So it is safe to assume marital beds were dead silent in large swathes of the country.
And we’re talking many beds, given the fact that in the last three presidential elections since 2007, the opposition leader officially managed to win almost half of the total votes cast.
In the controversial August 2017 election, victory didn’t come as anticipated, and he boycotted the repeat election in October, arguing that without certain key reforms in the electoral system, there was no prospect of a credible poll.
So it has been eight months now and Mr Odinga is yet to unfreeze his supporters from the sexual abstinence. They’ve girded their loins, waiting for a sign.
He also successfully mobilised his supporters to boycott the repeat election and they dutifully obeyed.
One week after Mr Kenyatta was declared winner of that second election, Mr Odinga announced a plan of economic boycott reminiscent of that against apartheid South Africa.

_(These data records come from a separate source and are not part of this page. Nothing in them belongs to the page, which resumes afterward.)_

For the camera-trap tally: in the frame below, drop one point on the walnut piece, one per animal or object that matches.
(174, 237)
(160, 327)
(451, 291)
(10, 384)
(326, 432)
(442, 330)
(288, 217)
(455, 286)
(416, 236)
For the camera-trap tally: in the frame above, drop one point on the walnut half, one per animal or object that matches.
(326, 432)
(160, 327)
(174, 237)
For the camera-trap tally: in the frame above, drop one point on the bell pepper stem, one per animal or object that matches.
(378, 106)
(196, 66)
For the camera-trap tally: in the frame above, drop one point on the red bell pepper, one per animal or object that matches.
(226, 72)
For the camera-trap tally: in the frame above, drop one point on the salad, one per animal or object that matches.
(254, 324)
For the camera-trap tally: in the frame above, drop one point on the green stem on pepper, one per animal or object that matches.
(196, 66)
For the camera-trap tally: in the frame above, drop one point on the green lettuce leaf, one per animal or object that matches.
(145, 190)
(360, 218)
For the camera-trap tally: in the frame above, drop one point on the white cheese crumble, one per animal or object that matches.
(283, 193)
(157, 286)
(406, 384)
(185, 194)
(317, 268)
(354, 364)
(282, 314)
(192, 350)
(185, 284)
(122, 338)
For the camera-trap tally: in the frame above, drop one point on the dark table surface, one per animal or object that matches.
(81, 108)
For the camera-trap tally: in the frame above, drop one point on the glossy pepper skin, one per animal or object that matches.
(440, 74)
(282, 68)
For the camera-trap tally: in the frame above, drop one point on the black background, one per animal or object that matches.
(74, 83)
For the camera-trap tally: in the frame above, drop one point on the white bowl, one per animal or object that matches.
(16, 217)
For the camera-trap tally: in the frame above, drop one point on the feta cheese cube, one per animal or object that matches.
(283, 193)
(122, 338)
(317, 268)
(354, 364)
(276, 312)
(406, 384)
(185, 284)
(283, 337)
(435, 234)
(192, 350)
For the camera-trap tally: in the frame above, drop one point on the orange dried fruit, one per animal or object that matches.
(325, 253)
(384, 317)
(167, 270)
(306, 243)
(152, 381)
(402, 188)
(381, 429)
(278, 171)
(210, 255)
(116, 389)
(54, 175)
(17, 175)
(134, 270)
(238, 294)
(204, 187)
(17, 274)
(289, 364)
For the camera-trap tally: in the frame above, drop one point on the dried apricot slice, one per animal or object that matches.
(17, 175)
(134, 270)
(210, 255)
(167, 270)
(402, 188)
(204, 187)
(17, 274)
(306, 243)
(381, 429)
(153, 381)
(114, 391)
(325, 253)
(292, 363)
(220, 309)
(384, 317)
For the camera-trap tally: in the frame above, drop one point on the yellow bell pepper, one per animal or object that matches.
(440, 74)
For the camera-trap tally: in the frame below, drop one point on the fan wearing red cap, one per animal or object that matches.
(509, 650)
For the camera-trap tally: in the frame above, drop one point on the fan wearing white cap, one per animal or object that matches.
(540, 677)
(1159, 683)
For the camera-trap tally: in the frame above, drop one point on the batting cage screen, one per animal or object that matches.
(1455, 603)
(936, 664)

He named three prominent companies, among others, that his supporters should resist, including the dominant mobile phone operator, Safaricom.

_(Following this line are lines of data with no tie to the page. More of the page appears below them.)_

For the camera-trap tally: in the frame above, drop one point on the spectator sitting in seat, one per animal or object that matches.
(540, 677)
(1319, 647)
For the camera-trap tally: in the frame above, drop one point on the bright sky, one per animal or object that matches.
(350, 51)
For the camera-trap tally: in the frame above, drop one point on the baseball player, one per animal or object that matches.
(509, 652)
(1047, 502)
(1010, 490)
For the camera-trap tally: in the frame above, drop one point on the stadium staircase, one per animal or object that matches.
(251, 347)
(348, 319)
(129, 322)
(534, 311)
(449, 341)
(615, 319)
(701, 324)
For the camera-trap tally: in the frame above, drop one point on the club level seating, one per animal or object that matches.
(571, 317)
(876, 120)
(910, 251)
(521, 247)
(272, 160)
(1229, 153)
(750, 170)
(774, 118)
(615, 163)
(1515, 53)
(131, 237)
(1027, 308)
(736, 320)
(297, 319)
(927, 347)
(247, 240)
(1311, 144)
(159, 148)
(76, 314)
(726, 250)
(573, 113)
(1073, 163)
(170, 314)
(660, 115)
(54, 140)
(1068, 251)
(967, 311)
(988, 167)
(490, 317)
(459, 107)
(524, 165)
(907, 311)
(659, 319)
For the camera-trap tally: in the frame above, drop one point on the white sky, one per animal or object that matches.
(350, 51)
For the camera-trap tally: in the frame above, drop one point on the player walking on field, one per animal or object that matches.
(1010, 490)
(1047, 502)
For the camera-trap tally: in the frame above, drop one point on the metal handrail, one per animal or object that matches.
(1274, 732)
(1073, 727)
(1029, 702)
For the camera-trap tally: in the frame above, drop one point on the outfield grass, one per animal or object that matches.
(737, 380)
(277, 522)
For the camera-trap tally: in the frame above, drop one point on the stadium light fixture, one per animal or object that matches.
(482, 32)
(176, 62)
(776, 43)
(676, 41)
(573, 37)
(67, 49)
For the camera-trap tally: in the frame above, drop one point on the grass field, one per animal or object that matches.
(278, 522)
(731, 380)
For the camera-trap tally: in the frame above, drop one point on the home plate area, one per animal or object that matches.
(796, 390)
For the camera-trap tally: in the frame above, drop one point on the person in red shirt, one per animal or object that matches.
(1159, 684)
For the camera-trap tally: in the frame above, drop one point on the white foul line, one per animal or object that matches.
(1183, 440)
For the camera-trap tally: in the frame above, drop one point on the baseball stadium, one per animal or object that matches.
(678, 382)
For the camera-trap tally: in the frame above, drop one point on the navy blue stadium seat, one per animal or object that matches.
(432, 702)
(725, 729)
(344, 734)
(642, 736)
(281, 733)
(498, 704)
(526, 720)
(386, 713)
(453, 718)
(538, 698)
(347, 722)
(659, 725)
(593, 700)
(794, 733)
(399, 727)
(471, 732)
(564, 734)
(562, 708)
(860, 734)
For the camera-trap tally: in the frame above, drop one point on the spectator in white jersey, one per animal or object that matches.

He saw this as a safe way for his people to challenge Mr Kenyatta’s legitimacy.
Five months later, some of his supporters are still resisting the products and services of the targeted companies, waiting for a sign to stop the boycott.
And now there’s the famous handshake of peace between Mr Kenyatta and Mr Odinga, which both presented as a symbol of unity.
The handshake was frozen in time in newspapers around the world, but opposition supporters were left somewhat confused.
Should they also have been shaking hands with their neighbours who support the governing Jubilee Party?
What about those who had lost loved ones in the election violence – how do they shake off their pain?
The other three leaders of the opposition coalition National Super Alliance (Nasa) were caught by surprise when they saw Mr Odinga on the steps of the president’s official office with Mr Kenyatta in toe.
They didn’t get the warning that it was time to embrace the government that they had been fighting.
One assumes the three are now walking about sexless, powerless and Odinga-less.
Of his many supporters, one man has especially suffered.
Miguna Miguna, an abrasive and vocal lawyer and a self-styled “General” of the National Resistance Movement (NRM), an initiative launched by Nasa to oppose Mr Kenyatta’s presidency, has been targeted with arrests, detention and deportation.
Mr Miguna took part in the mock swearing-in of Mr Odinga as the “peoples’ president”.
“General” Miguna, who holds dual Kenyan and Canadian nationality, has twice been forcibly banished from Kenya with authorities saying he is now a citizen of Canada.
The government has said that Mr Miguna is not a citizen of Kenya and will have to apply to obtain the privilege.
He too didn’t get the sign from Mr Odinga that things have changed and that all “officers” of the NRM should be “decommissioned”.
He’s now fighting a lonely battle in the immigration “bush” to be allowed back into the country.
Indeed Mr Odinga’s supporters are still waiting for a sign about the true meaning of his now famous handshake with his erstwhile political nemesis – was it done for personal or national interest?
Until they get an answer, they’ll remain frozen.